Marcando a continuidade da parceria entre Jô e a companhia após a bem-sucedida trajetória de Conselho de Classe, Insetos foi escrito durante os ensaios, no calor dos acontecimentos do Brasil de hoje. “Jô capta o que estamos vivendo. Assume a nossa perplexidade diante das circunstâncias”, assinala Susana Ribeiro, que contracena com colegas de companhia – Cesar Augusto, Marcelo Olinto e Marcelo Valle (Gustavo Gasparani, integrante do grupo, não pode participar por causa da agenda do espetáculo Zeca Pagodinho – Uma História De Amor Ao Samba). Em Insetos, é possível perceber analogias com fatos como a recente intervenção militar no Rio de Janeiro e com figuras específicas da história atual. “Mas não reforçamos as associações. Deixamos a cargo do espectador”, aponta Susana.
Os atores não imitam cigarras, gafanhotos, baratas, besouros, mariposas, borboletas, mosquitos, formigas, libélulas e marimbondos. “Os insetos remetem a corpos distintos dos nossos. Queremos que a plateia consiga identificar as diferenças por meio da respiração, do batimento cardíaco, do olhar, e não dos figurinos. Entretanto, nada nos impede de colocar anteninhas. A superficialidade também faz parte do jogo”, pondera Cesar. De qualquer modo, Rodrigo evita a caricatura, o estereótipo. “Caminho com os atores na busca por uma crença, uma coerência interna que faça sentido para que possam dizer com verdade algo estranho, extracotidiano”, explica.
O registro interpretativo é um desafio para a Cia. dos Atores, que se mantém em estado de inquietação. Insetos reúne características encontradas em espetáculos da companhia – em especial, a dessacralização do texto, até em se tratando de obras consagradas como Hamlet, de William Shakespeare (que rendeu a encenação Ensaio.Hamlet).
A liberdade na realização de operações sobre as peças fica evidente em Insetos por meio da assinatura da dramaturgia, dividida entre Jô, Rodrigo e os atores da companhia. “Durante esse processo, lembrei de vários trabalhos que fizemos: A Bao A Qu (Um Lance de Dados), A Morta, Melodrama, Meu Destino É Pecar, Conselho de Classe”, enumera Susana. Apesar de o núcleo ter diminuído ao longo dessas três décadas de percurso – Bel Garcia morreu, Enrique Diaz e Drica Moraes se desligaram -, os integrantes do grupo permanecem conectados com elementos de sua pesquisa. Preservam vínculos antigos e estabelecem novos.

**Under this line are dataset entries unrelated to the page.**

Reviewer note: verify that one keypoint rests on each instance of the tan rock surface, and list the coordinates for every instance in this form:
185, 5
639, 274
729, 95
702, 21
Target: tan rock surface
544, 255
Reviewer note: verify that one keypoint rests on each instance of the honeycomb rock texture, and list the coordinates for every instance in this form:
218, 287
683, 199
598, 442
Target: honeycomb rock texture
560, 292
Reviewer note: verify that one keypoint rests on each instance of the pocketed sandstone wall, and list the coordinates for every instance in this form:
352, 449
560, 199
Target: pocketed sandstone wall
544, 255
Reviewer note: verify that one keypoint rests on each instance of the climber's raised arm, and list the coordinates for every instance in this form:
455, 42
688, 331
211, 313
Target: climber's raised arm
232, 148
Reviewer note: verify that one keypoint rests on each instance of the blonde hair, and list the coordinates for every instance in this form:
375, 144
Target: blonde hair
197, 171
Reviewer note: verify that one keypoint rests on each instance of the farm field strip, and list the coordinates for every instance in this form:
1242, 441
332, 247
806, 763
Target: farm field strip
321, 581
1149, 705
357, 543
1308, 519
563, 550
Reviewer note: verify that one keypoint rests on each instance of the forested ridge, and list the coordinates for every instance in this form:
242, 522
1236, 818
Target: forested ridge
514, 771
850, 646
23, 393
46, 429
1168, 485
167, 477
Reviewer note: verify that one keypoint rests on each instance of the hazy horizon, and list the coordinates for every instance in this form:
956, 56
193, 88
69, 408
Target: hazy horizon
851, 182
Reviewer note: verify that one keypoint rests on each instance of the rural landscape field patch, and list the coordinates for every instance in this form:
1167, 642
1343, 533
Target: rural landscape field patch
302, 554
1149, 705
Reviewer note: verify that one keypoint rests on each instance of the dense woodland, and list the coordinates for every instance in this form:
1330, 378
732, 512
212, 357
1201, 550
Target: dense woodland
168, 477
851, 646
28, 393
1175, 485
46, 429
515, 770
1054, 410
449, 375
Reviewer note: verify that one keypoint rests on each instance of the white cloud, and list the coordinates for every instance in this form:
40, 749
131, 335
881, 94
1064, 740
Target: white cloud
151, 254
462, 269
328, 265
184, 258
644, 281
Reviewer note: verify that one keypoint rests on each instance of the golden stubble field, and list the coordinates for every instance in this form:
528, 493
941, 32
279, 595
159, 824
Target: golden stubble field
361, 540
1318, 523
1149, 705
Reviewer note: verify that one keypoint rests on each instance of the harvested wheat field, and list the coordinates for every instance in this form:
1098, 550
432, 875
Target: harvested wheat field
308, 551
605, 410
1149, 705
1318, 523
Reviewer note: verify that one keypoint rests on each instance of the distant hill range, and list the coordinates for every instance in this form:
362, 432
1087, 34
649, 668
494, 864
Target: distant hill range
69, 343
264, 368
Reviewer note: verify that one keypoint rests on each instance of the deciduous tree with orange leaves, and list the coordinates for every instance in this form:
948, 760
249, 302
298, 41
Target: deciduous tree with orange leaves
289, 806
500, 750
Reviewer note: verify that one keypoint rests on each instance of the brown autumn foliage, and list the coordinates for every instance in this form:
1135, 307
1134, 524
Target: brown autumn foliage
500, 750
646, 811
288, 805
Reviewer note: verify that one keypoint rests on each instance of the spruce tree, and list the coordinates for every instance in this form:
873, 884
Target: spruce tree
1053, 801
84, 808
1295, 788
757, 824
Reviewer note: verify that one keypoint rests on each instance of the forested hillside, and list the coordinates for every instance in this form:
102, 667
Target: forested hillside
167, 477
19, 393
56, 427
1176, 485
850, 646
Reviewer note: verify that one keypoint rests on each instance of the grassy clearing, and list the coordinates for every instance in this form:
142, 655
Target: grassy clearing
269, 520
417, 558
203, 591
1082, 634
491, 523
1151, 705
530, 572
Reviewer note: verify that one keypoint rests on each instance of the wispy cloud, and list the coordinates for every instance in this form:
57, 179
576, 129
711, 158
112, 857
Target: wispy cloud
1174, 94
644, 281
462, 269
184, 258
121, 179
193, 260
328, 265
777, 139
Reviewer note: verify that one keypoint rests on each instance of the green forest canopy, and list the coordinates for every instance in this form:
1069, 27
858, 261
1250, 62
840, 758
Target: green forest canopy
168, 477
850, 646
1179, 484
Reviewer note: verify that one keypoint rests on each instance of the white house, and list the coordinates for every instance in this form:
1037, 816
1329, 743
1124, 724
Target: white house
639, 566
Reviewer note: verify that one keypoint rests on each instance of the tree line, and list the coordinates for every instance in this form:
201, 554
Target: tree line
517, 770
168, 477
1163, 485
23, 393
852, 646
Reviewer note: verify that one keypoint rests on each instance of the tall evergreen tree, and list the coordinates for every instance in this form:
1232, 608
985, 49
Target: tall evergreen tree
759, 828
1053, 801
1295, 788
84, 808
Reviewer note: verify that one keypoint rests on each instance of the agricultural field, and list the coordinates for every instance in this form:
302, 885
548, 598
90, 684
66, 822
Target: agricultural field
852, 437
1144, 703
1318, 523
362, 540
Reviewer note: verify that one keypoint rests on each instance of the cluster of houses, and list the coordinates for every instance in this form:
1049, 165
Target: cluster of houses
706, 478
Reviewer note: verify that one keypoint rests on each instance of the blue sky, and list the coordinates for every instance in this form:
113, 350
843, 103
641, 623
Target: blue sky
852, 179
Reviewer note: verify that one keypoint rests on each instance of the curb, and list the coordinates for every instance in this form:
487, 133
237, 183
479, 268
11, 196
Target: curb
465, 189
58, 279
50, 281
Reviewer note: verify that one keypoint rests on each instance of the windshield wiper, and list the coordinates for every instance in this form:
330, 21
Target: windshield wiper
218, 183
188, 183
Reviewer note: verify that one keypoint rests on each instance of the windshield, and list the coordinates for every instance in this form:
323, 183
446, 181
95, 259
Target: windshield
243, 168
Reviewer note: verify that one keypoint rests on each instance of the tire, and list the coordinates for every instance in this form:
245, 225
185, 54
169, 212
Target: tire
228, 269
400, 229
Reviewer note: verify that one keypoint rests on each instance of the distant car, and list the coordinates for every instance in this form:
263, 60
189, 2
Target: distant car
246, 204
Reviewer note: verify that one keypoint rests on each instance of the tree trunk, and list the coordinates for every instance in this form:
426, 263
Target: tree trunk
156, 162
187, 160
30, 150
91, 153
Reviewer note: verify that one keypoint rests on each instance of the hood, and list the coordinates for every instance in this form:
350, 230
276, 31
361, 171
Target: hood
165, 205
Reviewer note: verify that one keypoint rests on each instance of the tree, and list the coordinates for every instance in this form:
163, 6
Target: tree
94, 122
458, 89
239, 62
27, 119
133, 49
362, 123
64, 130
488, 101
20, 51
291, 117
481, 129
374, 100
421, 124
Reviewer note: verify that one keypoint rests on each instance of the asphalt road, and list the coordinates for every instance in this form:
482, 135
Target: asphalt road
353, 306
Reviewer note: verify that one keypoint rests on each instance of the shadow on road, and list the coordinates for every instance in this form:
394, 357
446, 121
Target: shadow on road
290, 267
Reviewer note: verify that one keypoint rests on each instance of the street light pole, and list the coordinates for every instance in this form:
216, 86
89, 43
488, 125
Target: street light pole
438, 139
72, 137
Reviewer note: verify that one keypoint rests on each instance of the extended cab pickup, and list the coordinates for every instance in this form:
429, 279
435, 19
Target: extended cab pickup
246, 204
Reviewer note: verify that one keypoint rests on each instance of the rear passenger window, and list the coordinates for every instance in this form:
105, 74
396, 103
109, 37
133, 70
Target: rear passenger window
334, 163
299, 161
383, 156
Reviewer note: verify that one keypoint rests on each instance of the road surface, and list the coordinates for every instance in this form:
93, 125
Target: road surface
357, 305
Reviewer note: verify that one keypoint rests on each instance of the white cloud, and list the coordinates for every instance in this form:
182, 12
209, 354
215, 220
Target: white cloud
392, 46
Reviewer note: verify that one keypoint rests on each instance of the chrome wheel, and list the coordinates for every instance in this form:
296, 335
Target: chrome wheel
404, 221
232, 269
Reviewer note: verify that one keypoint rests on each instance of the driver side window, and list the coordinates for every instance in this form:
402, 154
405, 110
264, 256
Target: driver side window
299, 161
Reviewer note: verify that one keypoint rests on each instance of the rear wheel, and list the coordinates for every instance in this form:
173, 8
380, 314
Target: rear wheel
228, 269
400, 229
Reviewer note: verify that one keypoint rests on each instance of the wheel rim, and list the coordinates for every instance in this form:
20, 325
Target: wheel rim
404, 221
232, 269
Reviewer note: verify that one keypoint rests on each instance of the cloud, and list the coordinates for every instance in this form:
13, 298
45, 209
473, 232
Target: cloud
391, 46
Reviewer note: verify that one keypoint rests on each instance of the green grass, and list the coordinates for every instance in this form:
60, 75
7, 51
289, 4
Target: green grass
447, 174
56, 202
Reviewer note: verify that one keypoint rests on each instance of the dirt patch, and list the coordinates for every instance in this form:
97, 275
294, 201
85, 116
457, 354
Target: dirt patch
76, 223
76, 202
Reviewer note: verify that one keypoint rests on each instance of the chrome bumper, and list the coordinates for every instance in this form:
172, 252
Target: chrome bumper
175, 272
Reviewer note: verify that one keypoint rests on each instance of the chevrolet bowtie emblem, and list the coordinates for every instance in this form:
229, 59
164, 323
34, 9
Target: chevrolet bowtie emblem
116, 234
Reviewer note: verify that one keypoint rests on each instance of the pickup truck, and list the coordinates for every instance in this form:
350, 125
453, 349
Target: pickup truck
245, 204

A sede – uma casa localizada na Escadaria Selarón, na Lapa – se tornou um polo de jovens artistas. A partir de determinado momento, ganhou a administração conjunta da Cia. dos Atores e de outros coletivos, Os Dezequilibrados, conduzido por Ivan Sugahara, e Pangeia, por Diego de Angeli. Nesse instante, a sede volta para as mãos da Cia. dos Atores. “Estamos sustentando o espaço com recursos próprios”, sublinha Marcelo Olinto. “Precisamos de subvenção, mas não somos pedintes. Não falamos do lugar da penúria”, complementa Marcelo Valle.
As informações são do jornal O Estado de S. Paulo.